Photo Credit: George Brown College via Talk Back Jamaica 2012
In addition to her LinkedIn profile, I was also able to find Robin’s Twitter and WordPress; however, she’s relatively new to both sites, so there wasn’t much to dig up. Aside from those few sites, I couldn’t find any other information on Robin using DuckDuckGo (expect for a church service program in which she is mentioned for her work as a peer support student at Campion College), so I turned to her Facebook and Instagram accounts (both of which are private, and I only have access to because we follow each other).
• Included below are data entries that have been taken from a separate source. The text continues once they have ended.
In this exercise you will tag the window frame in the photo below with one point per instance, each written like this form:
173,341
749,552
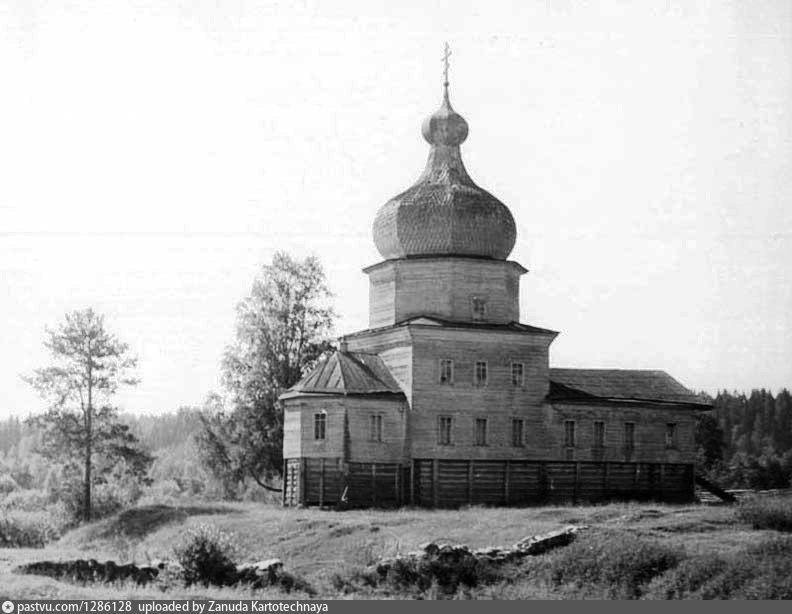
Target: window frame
320,426
447,440
375,428
629,443
521,383
518,442
570,434
598,439
478,308
672,433
478,383
445,362
483,440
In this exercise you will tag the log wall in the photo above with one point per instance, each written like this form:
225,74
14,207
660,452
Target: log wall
453,483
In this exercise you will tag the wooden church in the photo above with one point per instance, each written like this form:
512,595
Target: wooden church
447,399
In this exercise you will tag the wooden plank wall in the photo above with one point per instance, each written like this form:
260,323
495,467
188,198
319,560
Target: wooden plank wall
452,483
323,481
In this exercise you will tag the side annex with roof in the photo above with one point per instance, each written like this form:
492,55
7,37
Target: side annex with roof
447,399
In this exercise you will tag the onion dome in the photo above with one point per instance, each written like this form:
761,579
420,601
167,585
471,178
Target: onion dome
445,212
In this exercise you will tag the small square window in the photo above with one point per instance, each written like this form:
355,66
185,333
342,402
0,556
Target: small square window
478,307
481,432
671,435
375,428
444,425
320,425
446,371
518,432
518,374
569,433
629,436
599,434
480,373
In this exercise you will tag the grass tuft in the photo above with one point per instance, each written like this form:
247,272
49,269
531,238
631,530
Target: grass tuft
767,513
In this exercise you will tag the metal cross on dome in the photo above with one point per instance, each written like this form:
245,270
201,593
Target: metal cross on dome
446,55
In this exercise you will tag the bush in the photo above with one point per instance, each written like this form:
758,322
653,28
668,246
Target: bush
7,484
616,564
31,529
30,500
767,513
207,555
Robin’s personal social media accounts are also very professional; I tried to see if I could dig up anything scandalous but found nothing (I’m starting to think there is something wrong with her ha ha). On social media, Robin often posts pictures of her niece and nephew, shares flashback photos from her travelling adventures, and connects with friends. She also regularly posts about, and advocates for, Treaty Education and social justice issues such as mental health issues and LGBTQ+ issues.
Photo Credit: Robin Tuck via Facebook
Overall, Robin has a very polished digital identity that frames her as a professional — although she is an “undersharer”. One way in which Robin could improve her digital identity is be creating more of an online presence for herself by posting more regularly to public platforms like Twitter and her blog. Hopefully ECMP 355 can help Robin with this!
This cybersleuthing activity was eye-opening — it’s amazing (and kind of scary) how much information you can find online about a person if you dig deep enough; once you post something to the internet, it’s pretty much there forever. This activity reaffirmed in my mind the importance of having and maintaining a positive digital identity, especially as a teacher. I think teachers are some of the most influential role models for young people, so it is important for teachers to model a positive digital presence that we would want our students to emulate.